Quais origens? De onde veio o PSB?

Existem dois PSBs na história.

O primeiro partido surgiu em 1932, no Rio de Janeiro. Era formado por delegados, interventores federais, integralistas e tenentistas – movimento político-militar que provocou uma série de rebeliões diante da situação política do país na década de 1920.

Esse PSB ficou conhecido por pregar um «socialismo róseo», pois acreditava num convívio harmônico e conciliatório entre empregados e patrões. Seu programa trazia demandas trabalhistas que só viriam a ser consolidadas depois, como a jornada máxima de trabalho de oito horas e a implementação da Justiça trabalhista gratuita.

Esse partido não durou muito. Foi extinto em 1937, com a promulgação do Estado Novo pelo ditador Getúlio Vargas (1982-1954).

Além do nome, o PSB que surgiu uma década depois, pouco tinha a ver com o primeiro. Ele nasceu da Esquerda Democrática, uma ala autônoma da União Democrática Nacional (UDN), partido fundado em 1945 no bojo da abertura política promovida no fim da ditadura de Getúlio Vargas.

A Esquerda Democrática tinha em suas fileiras intelectuais como Gilberto Freyre, João Mangabeira, Sérgio Milliet, Antonio Candido e Paulo Emílio Sales Gomes, todos simpatizantes do socialismo.

«O programa da Esquerda Democrática insistia na necessidade de mudanças na estrutura agrária e na melhoria ‘das condições de vida das classes médias e pobres’, na proteção aos pequenos comerciantes e agricultores e na supressão de impostos aos gêneros de primeira necessidade'», escreve Maria Victoria Benevides, socióloga e professora da USP, em texto publicado pelo Centro de Pesquisa e Documentação de História Contemporânea da Fundação Getúlio Vargas.

«As propostas de política salarial eram nitidamente progressistas em relação à política oficial, pois pregavam não apenas o salário mínimo para o trabalhador, mas o ‘salário mínimo justo, capaz de assegurar ao trabalhador a sua manutenção e de sua família e a educação de seus filhos'», diz Benevides.

Em sua segunda convenção, em agosto de 1947, a frente decide se separar da UDN e se transformar num partido, o PSB.

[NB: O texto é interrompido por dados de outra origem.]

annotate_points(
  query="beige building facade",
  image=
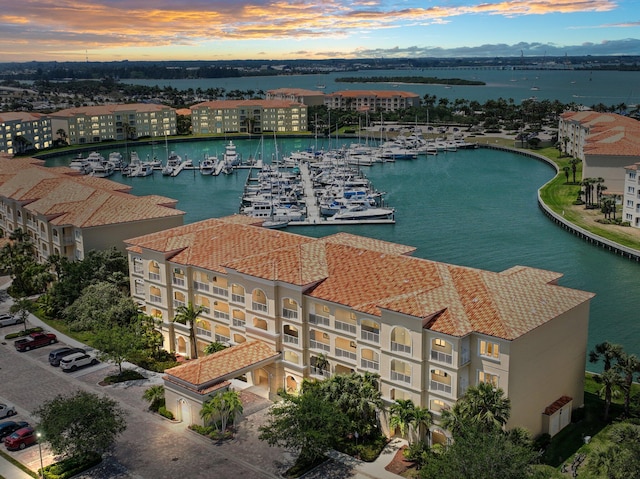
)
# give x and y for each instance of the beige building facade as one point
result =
(248, 116)
(68, 215)
(346, 303)
(93, 124)
(371, 100)
(22, 131)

«Nos anos 1950, o partido era formado principalmente por ex-trotskistas críticos ao modelo soviético de Stálin, o que era um tabu em parte da esquerda brasileira da época», explica o historiador Herbert Anjos, autor do livro Socialismo e Liberdade – Uma História do PSB.

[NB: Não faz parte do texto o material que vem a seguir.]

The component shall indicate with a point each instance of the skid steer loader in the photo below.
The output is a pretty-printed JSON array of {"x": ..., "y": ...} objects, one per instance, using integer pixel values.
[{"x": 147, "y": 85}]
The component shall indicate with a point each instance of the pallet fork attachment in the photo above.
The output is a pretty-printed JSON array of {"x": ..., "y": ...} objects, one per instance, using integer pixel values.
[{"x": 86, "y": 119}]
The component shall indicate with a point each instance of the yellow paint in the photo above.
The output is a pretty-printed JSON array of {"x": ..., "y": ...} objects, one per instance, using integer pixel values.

Segundo ele, nesse período, a sigla não conseguiu se transformar em um «partido de massa», pois sua atuação ficava restrita a uma classe média mais progressista e intelectual. Junto à classe trabalhadora, o PSB acabou ofuscado pelo PCB (comunista) e o PTB, que herdou o trabalhismo de Vargas.

«A nossa grande diferença para o restante da esquerda da época é que nosso partido sempre acreditou no socialismo democrático, um socialismo que vem por meio da democracia e não pela tomada do poder», diz Carlos Siqueira, presidente do PSB.

Já nos anos 1960, os socialistas se aproximaram do então presidente João Goulart (PTB) e de suas propostas de reformas de base, como a agrária. Em outubro de 1965, um ano após o golpe militar que implantou uma nova ditadura, o PSB acabou extinto pelo Ato Institucional 2, que dissolveu todos os partidos, com exceção da governista Arena e do MDB, de oposição moderada.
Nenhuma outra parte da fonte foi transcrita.